Fig. 7: Application of eSCBE3-NG-Hypa in metabolic engineering.
figure 7

a The deactivation of olm and pte in S. avermitilis 3-115 via the introduction of premature stop codon by using eSCBE3-NG-Hypa. Blue arrows indicate PKS gene in olm, and red arrows indicate PKS gene in pte. Doted areas are the protospacers designed to generate premature stop codon in gene olmA1 and pteA1, respectively. PAM is highlighted in yellow. The Sanger sequencing chromatograms illustrate the editing events observed in plasmid-uncured exconjugants and plasmid-cured mutants. The detected base conversions are marked with red triangles. The target tryptophan (W) residue is highlighted by green dovetail-shaped arrows, whereas the intended stop codons are denoted by black asterisks highlighted in orange dovetail-shaped arrows. b Line chart with error band shows avermectin B1a production of mutants ΔDH6, ΔDH8, and ΔDH9. Mean and s.d. shown for n = 3 biologically independent samples. The statistical test was two-sided and no adjustments were made for multiple comparisons. c Genome-wide off-target evaluation of eSCBE3-NG-Hypa in mutants Δolm, Δpte, and ΔolmΔpte. Heat map shows distribution of the nucleotide changes against the reference genome of S. avermitilis 3-115. d The bar chart displays the numbers of SNVs shown in (c) and transformed amino acids in mutants Δolm, Δpte, and ΔolmΔpte.

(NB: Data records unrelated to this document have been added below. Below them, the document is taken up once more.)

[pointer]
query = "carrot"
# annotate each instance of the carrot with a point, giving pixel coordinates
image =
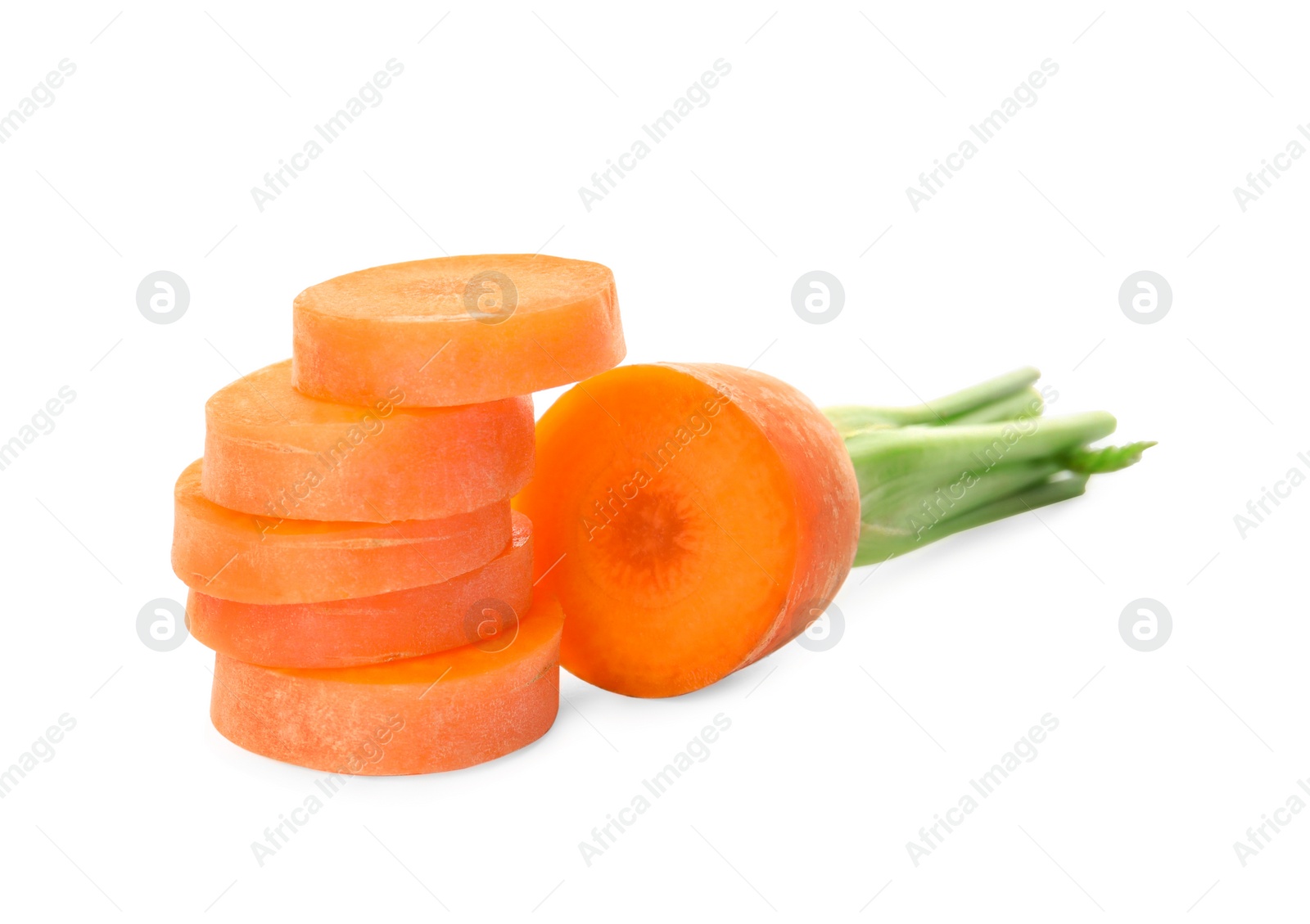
(346, 633)
(416, 326)
(266, 561)
(687, 516)
(693, 519)
(422, 714)
(273, 452)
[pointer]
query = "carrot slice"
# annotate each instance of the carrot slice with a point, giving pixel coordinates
(416, 326)
(277, 453)
(691, 519)
(265, 561)
(414, 716)
(399, 624)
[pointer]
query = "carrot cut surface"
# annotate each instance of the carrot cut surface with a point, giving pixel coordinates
(273, 452)
(438, 712)
(269, 561)
(456, 330)
(691, 519)
(399, 624)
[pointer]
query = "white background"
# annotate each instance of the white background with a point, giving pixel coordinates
(799, 161)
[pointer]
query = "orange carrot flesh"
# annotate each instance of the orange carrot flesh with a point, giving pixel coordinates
(273, 452)
(423, 714)
(691, 519)
(456, 330)
(266, 561)
(399, 624)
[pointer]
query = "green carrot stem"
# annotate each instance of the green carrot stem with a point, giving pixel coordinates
(853, 419)
(967, 460)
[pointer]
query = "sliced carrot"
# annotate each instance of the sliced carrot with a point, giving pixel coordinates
(268, 561)
(399, 624)
(414, 716)
(691, 519)
(456, 330)
(274, 452)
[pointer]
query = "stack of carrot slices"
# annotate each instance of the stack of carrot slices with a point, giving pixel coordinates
(347, 539)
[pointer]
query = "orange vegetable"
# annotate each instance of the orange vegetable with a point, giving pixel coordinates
(399, 624)
(268, 561)
(414, 716)
(691, 519)
(273, 452)
(456, 330)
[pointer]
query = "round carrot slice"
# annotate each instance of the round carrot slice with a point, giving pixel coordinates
(399, 624)
(691, 519)
(414, 716)
(269, 561)
(456, 330)
(277, 453)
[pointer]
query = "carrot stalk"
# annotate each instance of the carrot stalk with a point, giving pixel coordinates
(966, 460)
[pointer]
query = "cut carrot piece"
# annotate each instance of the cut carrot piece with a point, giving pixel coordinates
(456, 330)
(399, 624)
(691, 519)
(268, 561)
(277, 453)
(414, 716)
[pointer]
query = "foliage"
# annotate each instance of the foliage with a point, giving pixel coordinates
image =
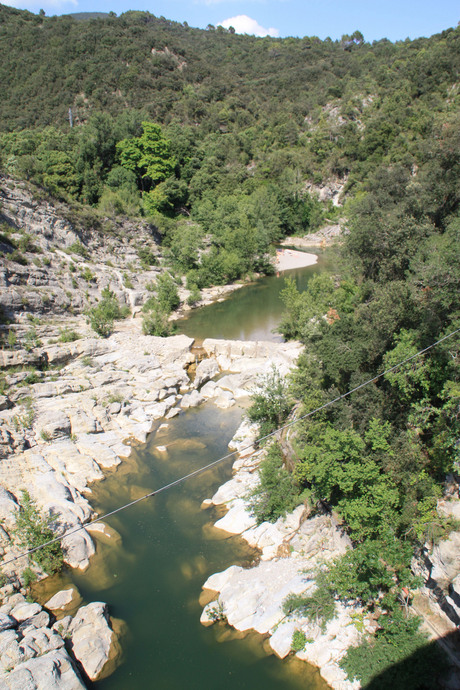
(155, 322)
(167, 293)
(299, 640)
(33, 529)
(68, 335)
(277, 493)
(271, 402)
(397, 657)
(319, 607)
(147, 156)
(102, 316)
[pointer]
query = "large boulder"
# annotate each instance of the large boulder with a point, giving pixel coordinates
(92, 638)
(53, 671)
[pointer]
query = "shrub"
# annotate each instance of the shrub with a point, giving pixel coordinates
(299, 641)
(400, 660)
(319, 607)
(277, 492)
(270, 402)
(194, 296)
(102, 316)
(147, 257)
(32, 530)
(80, 249)
(155, 322)
(67, 335)
(167, 293)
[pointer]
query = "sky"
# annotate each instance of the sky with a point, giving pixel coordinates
(392, 19)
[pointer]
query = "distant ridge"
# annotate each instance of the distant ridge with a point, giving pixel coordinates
(82, 16)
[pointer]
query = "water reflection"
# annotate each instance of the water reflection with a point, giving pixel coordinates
(152, 573)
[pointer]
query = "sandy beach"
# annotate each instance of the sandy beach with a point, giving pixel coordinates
(287, 259)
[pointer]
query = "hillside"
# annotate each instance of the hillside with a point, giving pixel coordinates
(192, 154)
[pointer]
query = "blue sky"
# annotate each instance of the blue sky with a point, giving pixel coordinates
(392, 19)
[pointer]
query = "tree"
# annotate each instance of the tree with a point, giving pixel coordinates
(102, 316)
(33, 529)
(148, 156)
(270, 401)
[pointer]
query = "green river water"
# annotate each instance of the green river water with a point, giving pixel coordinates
(152, 577)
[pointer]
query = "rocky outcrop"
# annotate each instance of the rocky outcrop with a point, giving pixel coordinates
(291, 551)
(92, 638)
(32, 652)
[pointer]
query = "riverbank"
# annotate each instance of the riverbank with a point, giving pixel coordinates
(288, 259)
(291, 551)
(76, 424)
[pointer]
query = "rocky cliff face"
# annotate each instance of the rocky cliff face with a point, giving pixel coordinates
(56, 260)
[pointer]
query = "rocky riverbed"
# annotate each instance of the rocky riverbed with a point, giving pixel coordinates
(74, 424)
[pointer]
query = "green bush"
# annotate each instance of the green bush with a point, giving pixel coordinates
(167, 293)
(155, 322)
(277, 493)
(299, 641)
(319, 607)
(270, 402)
(397, 660)
(194, 296)
(102, 316)
(33, 529)
(68, 335)
(80, 249)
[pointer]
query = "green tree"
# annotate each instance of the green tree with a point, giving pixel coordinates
(33, 529)
(271, 402)
(148, 156)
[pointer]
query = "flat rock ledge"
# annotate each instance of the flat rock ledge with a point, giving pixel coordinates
(75, 425)
(37, 653)
(291, 550)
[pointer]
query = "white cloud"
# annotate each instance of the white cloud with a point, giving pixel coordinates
(245, 25)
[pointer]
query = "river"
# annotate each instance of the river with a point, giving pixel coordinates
(152, 578)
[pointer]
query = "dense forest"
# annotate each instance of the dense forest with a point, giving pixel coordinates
(221, 140)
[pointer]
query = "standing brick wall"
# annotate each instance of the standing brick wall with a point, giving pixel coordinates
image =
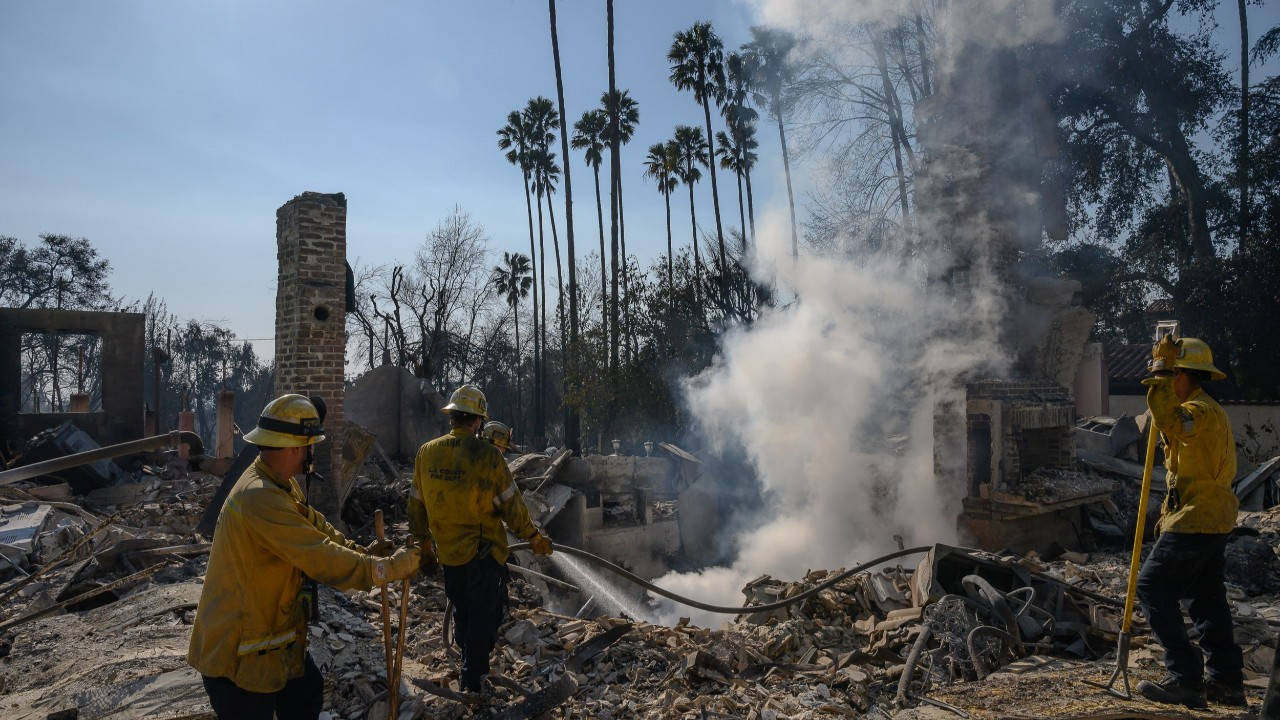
(311, 322)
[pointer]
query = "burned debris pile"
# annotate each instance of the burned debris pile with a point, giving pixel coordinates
(100, 588)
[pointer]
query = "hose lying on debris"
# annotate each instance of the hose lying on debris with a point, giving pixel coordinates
(726, 609)
(689, 601)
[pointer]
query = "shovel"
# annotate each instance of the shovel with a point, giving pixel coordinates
(1123, 646)
(380, 533)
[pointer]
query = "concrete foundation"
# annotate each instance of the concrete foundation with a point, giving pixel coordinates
(401, 410)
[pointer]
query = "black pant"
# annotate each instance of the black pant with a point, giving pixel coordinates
(300, 700)
(479, 595)
(1189, 565)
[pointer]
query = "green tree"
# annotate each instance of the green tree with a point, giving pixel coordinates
(661, 165)
(1133, 92)
(696, 60)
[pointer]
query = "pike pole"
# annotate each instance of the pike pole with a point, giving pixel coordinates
(1121, 669)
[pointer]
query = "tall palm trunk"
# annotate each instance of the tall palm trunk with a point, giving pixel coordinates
(560, 278)
(698, 260)
(791, 197)
(720, 229)
(671, 272)
(741, 213)
(515, 311)
(540, 420)
(604, 278)
(624, 278)
(533, 267)
(571, 418)
(615, 174)
(1244, 127)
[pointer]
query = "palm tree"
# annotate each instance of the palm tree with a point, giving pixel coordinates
(690, 151)
(773, 76)
(698, 64)
(540, 119)
(662, 163)
(731, 159)
(618, 105)
(517, 139)
(571, 418)
(740, 118)
(545, 176)
(615, 174)
(512, 281)
(589, 135)
(627, 112)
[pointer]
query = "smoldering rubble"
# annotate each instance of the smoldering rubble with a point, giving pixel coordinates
(100, 592)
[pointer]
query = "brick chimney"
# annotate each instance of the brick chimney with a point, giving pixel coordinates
(311, 323)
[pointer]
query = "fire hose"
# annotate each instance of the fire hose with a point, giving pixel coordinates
(688, 601)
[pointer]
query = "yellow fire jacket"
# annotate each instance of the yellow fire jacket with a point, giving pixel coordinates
(462, 493)
(250, 625)
(1200, 455)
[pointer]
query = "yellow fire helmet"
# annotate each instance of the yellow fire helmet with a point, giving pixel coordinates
(1188, 354)
(497, 433)
(289, 420)
(469, 399)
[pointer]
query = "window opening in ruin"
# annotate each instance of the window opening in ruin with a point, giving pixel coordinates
(979, 451)
(1043, 449)
(62, 373)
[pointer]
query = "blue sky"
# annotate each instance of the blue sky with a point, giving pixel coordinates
(168, 132)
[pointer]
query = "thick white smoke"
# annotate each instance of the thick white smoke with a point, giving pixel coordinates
(832, 397)
(832, 401)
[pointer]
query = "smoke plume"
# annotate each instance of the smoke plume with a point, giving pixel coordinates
(833, 397)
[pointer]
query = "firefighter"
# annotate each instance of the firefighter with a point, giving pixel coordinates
(250, 637)
(462, 496)
(497, 433)
(1196, 522)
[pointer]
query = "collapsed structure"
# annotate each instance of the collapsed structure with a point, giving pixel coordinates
(109, 574)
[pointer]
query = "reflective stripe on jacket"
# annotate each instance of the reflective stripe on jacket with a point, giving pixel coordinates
(462, 495)
(1200, 456)
(250, 625)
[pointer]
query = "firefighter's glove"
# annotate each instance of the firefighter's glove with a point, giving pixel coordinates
(398, 566)
(380, 548)
(429, 563)
(540, 545)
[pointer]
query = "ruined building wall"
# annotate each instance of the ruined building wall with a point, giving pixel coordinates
(311, 320)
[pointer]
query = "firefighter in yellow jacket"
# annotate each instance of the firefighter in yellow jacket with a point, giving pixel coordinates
(462, 496)
(1196, 522)
(250, 637)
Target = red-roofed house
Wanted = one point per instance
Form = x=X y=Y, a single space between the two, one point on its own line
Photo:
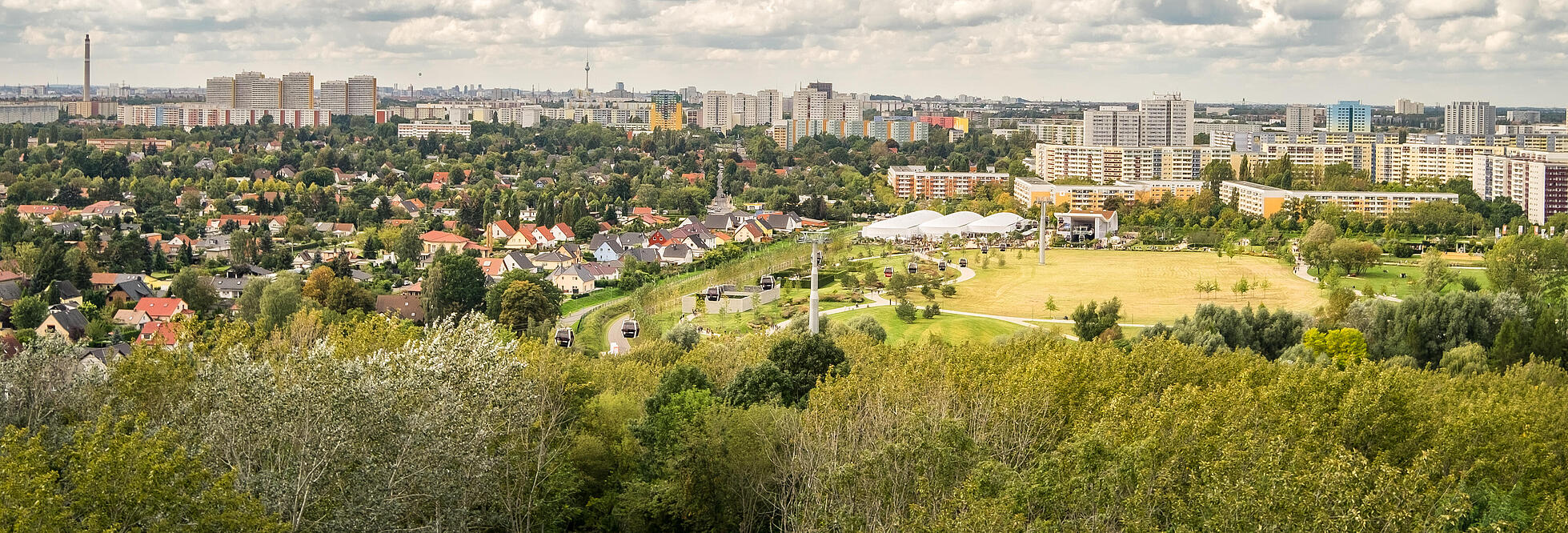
x=436 y=238
x=162 y=307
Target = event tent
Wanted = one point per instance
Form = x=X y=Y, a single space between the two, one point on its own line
x=951 y=225
x=999 y=223
x=902 y=226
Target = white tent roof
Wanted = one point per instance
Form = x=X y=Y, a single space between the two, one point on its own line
x=954 y=223
x=999 y=223
x=902 y=226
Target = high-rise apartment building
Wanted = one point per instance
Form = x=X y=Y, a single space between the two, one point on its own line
x=220 y=91
x=1167 y=119
x=299 y=91
x=243 y=85
x=809 y=106
x=665 y=114
x=361 y=94
x=266 y=94
x=1299 y=118
x=335 y=96
x=719 y=107
x=770 y=107
x=1470 y=118
x=1112 y=126
x=1349 y=116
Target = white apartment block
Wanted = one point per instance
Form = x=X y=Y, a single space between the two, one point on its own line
x=1264 y=201
x=717 y=110
x=1167 y=121
x=1054 y=130
x=915 y=181
x=1410 y=163
x=299 y=91
x=361 y=96
x=422 y=129
x=1537 y=181
x=220 y=91
x=267 y=94
x=1470 y=118
x=1112 y=126
x=335 y=96
x=1113 y=163
x=29 y=114
x=1300 y=118
x=243 y=85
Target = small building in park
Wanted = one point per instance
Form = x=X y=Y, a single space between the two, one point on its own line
x=1081 y=226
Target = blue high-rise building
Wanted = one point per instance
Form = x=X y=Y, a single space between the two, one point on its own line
x=1349 y=116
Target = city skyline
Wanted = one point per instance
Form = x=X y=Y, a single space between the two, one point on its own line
x=1098 y=50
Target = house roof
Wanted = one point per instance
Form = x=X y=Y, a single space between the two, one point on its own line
x=441 y=237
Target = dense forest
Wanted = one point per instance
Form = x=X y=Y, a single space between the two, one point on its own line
x=377 y=425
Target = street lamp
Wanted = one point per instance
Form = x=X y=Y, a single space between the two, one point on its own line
x=816 y=238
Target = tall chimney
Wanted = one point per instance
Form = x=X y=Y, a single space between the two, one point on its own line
x=86 y=68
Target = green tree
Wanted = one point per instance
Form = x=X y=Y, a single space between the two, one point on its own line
x=454 y=286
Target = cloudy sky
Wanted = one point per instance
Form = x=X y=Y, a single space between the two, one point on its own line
x=1512 y=52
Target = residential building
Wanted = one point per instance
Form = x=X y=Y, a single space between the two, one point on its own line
x=1167 y=121
x=361 y=96
x=665 y=114
x=1470 y=118
x=420 y=129
x=1300 y=118
x=29 y=114
x=299 y=91
x=1264 y=201
x=267 y=93
x=1349 y=116
x=915 y=181
x=719 y=109
x=335 y=98
x=1110 y=163
x=1520 y=116
x=1112 y=126
x=1537 y=181
x=220 y=91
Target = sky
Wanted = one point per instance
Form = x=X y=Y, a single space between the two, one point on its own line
x=1510 y=52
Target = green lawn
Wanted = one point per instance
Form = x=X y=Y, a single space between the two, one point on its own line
x=1385 y=278
x=951 y=328
x=1153 y=286
x=598 y=297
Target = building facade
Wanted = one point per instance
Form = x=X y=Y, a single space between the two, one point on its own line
x=1470 y=118
x=1349 y=116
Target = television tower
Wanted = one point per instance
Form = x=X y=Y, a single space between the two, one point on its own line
x=86 y=68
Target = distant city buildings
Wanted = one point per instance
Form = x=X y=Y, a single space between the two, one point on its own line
x=1349 y=116
x=1164 y=121
x=1470 y=118
x=1300 y=118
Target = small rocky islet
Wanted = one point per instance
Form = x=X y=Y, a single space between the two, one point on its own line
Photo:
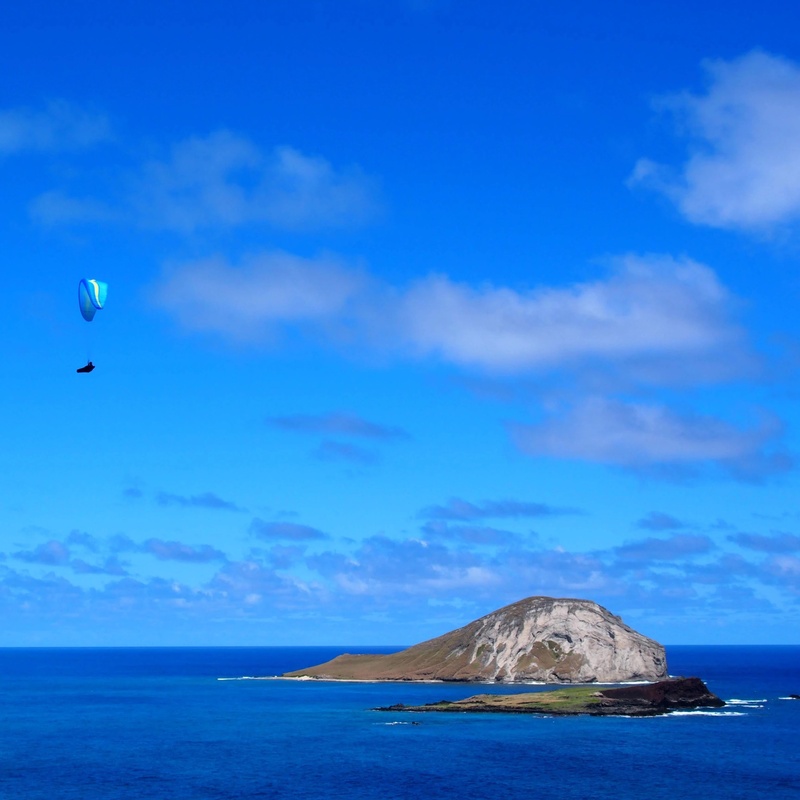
x=539 y=639
x=647 y=700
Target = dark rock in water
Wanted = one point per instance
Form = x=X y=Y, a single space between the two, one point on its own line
x=668 y=695
x=537 y=639
x=645 y=700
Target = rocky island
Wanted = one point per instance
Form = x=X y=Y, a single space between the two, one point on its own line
x=647 y=700
x=542 y=639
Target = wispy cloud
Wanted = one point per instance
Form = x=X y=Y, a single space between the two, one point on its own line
x=329 y=450
x=337 y=424
x=52 y=553
x=464 y=511
x=772 y=543
x=203 y=500
x=649 y=313
x=216 y=182
x=659 y=521
x=178 y=551
x=56 y=127
x=472 y=534
x=287 y=531
x=679 y=546
x=639 y=435
x=252 y=302
x=744 y=132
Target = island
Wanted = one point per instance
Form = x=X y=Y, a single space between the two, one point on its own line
x=538 y=639
x=648 y=700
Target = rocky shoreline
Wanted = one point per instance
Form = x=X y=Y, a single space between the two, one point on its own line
x=644 y=700
x=538 y=639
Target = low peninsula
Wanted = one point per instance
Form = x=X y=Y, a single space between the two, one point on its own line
x=538 y=639
x=646 y=700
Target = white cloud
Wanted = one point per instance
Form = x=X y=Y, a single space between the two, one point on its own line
x=649 y=306
x=57 y=127
x=638 y=435
x=247 y=303
x=743 y=170
x=223 y=181
x=648 y=311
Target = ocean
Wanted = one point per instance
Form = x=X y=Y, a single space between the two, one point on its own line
x=193 y=724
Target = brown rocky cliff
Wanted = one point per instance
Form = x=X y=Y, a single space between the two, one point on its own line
x=537 y=639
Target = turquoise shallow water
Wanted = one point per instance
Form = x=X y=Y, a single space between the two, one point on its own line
x=158 y=723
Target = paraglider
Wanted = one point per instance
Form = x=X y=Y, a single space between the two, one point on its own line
x=91 y=299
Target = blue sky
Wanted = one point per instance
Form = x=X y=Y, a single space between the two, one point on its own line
x=415 y=309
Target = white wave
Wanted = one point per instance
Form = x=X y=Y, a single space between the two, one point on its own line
x=699 y=713
x=746 y=703
x=735 y=702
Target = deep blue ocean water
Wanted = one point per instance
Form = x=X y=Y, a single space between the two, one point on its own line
x=159 y=723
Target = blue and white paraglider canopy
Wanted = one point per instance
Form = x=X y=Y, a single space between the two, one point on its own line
x=91 y=297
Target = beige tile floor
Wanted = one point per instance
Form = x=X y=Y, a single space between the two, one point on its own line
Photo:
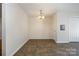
x=48 y=47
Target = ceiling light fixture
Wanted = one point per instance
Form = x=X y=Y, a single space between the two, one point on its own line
x=41 y=16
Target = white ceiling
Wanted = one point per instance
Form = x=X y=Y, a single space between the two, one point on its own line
x=33 y=9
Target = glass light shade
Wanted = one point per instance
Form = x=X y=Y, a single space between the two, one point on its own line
x=41 y=17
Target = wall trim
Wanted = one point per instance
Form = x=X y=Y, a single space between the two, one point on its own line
x=62 y=41
x=19 y=47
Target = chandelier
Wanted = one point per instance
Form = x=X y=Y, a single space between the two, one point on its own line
x=41 y=16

Sanger sequencing analysis revealed a target C/T conversion or overlapping peak in genomes of 100% exconjugants in group Δolm (5 out of 5), 100% in group Δpte (1 out of 1), and 60% in group ΔolmΔpte (3 out of 5) (Fig. 7a and Supplementary Fig. 10a–c). After plasmid curing, we observed the anticipated amino acid mutation from Trp codon (TGG, corresponding to the editable CCA in the non-coding strand) to a stop codon (TAG/TAA) in mutants Δolm, Δpte, and ΔolmΔpte (Fig. 7a). As the fermentation results shown, the introduction of a premature stop codon in olmA1 or pteA1 led to the abolishment of oligomycins or filipins production (Supplementary Fig. 11). Prominently, among the four tested strains, Δolm and ΔolmΔpte demonstrated an accelerated rate of antibiotic production compared to the control strain (Fig. 7b). Meanwhile, the Δolm strain exhibited the highest 4.45-fold increase in avermectin B1a production, while the Δpte mutant showed a substantial 4.08-fold increase (Fig. 7b). Intriguingly, despite the dual inactivation of olm and pte in the ΔolmΔpte strain, it demonstrated only a modest 1.39-fold increase in avermectin B1a production (Fig. 7b).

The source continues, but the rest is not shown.